In remarks at the Justice Department on Tuesday, Attorney General Jeff Sessions said that black history is American history and that much remains to be done to advance civil rights.
“During Black History Month, we honor the experience and the achievements of black Americans throughout our history,” he said. “But this month is not only a celebration for African Americans. It’s a celebration for America.

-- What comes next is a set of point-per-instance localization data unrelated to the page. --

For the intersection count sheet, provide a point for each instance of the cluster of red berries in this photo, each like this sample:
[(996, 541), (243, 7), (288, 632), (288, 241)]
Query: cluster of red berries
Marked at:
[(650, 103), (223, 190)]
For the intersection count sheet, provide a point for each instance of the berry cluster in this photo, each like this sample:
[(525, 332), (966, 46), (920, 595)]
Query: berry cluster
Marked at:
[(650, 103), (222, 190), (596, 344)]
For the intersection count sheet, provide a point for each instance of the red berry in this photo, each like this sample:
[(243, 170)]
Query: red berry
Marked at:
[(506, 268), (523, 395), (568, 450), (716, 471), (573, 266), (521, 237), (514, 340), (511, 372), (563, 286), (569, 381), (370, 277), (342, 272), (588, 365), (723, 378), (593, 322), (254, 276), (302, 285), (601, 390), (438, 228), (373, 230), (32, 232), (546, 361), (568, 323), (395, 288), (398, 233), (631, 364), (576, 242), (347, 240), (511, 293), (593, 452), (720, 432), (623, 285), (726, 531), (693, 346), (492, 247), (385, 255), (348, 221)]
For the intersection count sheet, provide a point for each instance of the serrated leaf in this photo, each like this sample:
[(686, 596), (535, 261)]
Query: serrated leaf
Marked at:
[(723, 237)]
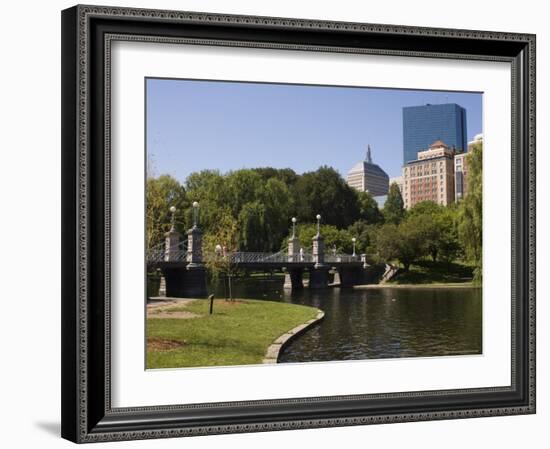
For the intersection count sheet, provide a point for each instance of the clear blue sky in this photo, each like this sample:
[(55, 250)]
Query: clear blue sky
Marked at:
[(197, 125)]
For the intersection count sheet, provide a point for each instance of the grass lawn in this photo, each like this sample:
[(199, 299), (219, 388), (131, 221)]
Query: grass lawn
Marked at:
[(237, 333), (428, 272)]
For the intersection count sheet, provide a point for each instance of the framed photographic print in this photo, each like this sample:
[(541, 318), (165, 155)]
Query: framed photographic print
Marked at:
[(276, 224)]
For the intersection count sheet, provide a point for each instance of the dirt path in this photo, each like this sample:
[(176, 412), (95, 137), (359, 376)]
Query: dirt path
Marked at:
[(165, 309)]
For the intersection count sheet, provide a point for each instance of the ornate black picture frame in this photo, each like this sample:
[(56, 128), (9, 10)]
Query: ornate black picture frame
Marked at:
[(87, 414)]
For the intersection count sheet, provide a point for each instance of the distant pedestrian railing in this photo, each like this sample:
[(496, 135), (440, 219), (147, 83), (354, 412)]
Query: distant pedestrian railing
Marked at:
[(158, 253)]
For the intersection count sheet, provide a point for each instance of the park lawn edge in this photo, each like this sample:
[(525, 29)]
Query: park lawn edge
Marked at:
[(238, 333)]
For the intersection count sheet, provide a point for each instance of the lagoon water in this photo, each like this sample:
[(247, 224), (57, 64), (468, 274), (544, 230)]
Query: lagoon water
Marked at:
[(378, 323)]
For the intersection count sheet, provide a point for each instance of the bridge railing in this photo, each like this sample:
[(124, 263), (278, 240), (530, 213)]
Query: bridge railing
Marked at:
[(342, 258), (157, 253)]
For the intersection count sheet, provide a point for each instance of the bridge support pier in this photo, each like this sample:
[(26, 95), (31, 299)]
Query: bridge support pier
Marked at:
[(195, 282), (162, 286), (336, 281), (351, 276), (293, 279), (318, 277), (184, 282)]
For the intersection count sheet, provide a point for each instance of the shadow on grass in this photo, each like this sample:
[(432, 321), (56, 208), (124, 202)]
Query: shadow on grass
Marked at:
[(428, 272)]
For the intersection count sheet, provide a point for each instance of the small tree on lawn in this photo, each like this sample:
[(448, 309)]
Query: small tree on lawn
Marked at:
[(220, 246)]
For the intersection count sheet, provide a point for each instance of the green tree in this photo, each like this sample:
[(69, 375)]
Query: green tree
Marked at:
[(368, 208), (364, 232), (252, 224), (471, 210), (278, 203), (160, 194), (218, 247), (333, 237), (393, 207), (325, 192), (208, 188), (405, 242)]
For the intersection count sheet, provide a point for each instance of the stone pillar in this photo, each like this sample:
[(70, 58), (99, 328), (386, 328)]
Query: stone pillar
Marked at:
[(194, 247), (318, 251), (293, 249), (162, 286), (195, 275), (293, 279), (336, 280), (171, 245)]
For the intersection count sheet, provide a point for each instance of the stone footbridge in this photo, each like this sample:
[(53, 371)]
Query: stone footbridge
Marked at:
[(183, 274)]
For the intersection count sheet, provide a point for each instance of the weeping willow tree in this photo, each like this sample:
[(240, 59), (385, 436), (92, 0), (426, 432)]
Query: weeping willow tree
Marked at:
[(471, 211), (219, 245)]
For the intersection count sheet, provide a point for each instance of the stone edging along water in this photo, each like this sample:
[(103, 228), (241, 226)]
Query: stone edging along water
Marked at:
[(273, 351)]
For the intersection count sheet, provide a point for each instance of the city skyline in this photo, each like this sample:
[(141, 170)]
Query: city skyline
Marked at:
[(284, 126)]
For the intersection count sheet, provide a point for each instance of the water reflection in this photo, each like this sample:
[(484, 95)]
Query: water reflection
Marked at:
[(382, 323)]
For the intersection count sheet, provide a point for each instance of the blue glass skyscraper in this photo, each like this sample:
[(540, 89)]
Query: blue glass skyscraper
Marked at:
[(423, 125)]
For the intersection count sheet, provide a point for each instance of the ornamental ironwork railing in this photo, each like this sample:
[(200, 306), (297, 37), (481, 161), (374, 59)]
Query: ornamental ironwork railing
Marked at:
[(158, 253)]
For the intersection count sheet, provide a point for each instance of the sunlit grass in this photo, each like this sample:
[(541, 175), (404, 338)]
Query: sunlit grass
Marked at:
[(237, 333)]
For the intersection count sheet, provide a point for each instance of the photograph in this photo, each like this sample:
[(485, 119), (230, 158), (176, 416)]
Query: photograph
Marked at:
[(295, 223)]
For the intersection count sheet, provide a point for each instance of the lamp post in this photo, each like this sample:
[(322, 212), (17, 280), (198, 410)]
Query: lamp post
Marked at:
[(173, 218), (195, 213)]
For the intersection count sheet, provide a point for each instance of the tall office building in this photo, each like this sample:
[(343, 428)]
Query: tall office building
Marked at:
[(430, 177), (366, 176), (423, 125)]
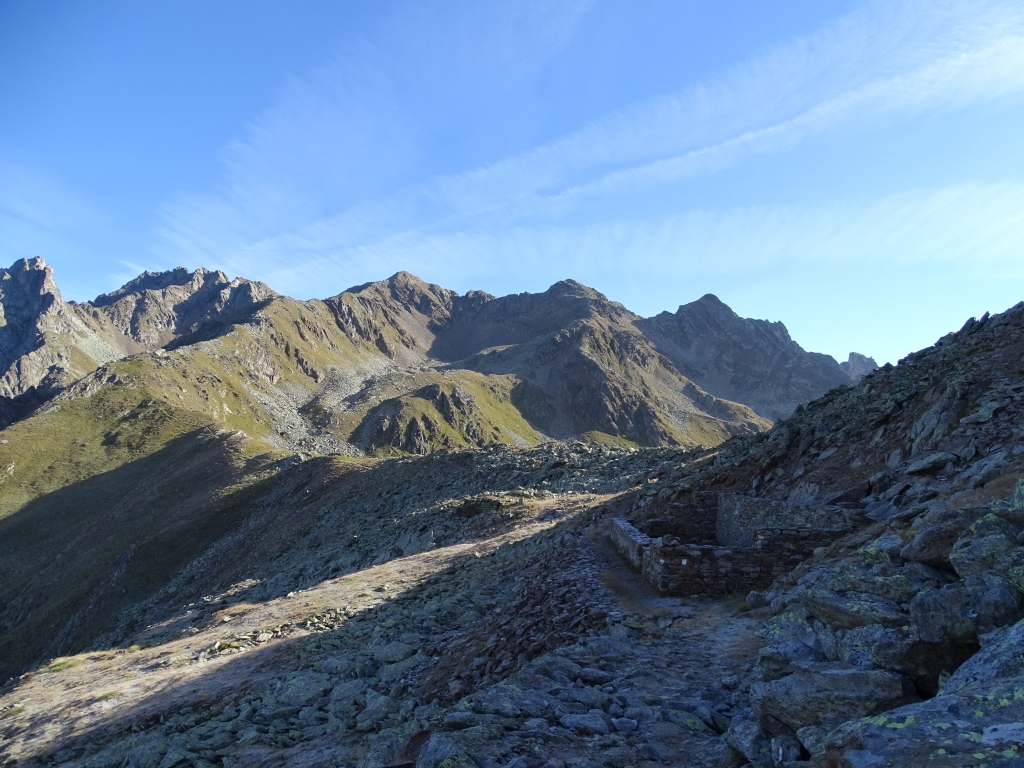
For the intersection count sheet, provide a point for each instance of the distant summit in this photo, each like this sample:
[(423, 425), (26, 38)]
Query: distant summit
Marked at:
[(46, 343), (858, 366), (748, 360)]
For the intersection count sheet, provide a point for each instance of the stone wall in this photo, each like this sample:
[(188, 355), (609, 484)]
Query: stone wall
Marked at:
[(724, 544), (629, 541), (739, 517), (691, 569)]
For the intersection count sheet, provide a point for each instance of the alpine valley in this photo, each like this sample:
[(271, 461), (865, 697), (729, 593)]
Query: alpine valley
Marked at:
[(403, 526)]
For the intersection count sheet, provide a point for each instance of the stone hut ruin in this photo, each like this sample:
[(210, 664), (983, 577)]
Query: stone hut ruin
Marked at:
[(726, 544)]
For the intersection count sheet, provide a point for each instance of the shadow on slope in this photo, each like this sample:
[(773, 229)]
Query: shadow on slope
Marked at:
[(74, 558), (302, 699)]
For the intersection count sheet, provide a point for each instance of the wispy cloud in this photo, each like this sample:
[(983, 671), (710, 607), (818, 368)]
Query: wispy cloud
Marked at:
[(294, 206), (982, 224)]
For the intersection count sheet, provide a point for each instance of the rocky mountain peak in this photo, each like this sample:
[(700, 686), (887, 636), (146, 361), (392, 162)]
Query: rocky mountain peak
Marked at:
[(572, 289), (858, 366), (28, 288)]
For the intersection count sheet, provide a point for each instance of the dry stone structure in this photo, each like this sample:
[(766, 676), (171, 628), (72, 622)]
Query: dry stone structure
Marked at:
[(724, 544)]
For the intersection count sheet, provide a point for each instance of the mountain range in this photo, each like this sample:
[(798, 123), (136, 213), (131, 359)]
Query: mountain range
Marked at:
[(378, 530), (135, 420)]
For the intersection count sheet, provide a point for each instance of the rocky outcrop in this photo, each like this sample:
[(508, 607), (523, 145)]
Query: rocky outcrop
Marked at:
[(745, 360), (46, 342), (858, 366), (158, 309)]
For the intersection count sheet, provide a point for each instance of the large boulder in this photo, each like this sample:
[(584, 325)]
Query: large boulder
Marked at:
[(901, 649), (825, 693), (845, 611), (960, 611), (936, 536), (776, 660), (977, 720), (981, 546)]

Black history is American history, a key thread in the fabric of our country.”
“The history of America is the story of this nation’s efforts, as flawed as we’ve been and are, to fully live out these founding ideals and make them a reality for all our people,” he added.
Then he discussed racial discrimination he saw growing up in Alabama, and praised Martin Luther King Jr., the Civil Rights Act, and the Voting Rights Act.
“More than any other department, our department was at the forefront of that revolution,” he said.
Sessions promised that the Justice Department will continue protecting civil rights.
“We are especially proud today of our thousands of gifted African American employees, who help carry out that mission every day,” he added.
Sessions delivered the remarks at the Justice Department before the screening of the documentary “Too Important to Fail: Saving America’s Boys.”
Yesterday, the Justice Department drew pointed criticism from civil rights and voting rights groups for reversing its position on Texas’s voter ID legislation. During the Obama administration, the Justice Department had joined litigation challenging the state’s law as a violation of voting rights that disproportionately impacted people of color. Sessions reversed that. And last week, he also reversed an Obama-era memo phasing out the Bureau of Prisons’ contracts with private prison companies––another move that has drawn pointed opprobrium from civil rights activists.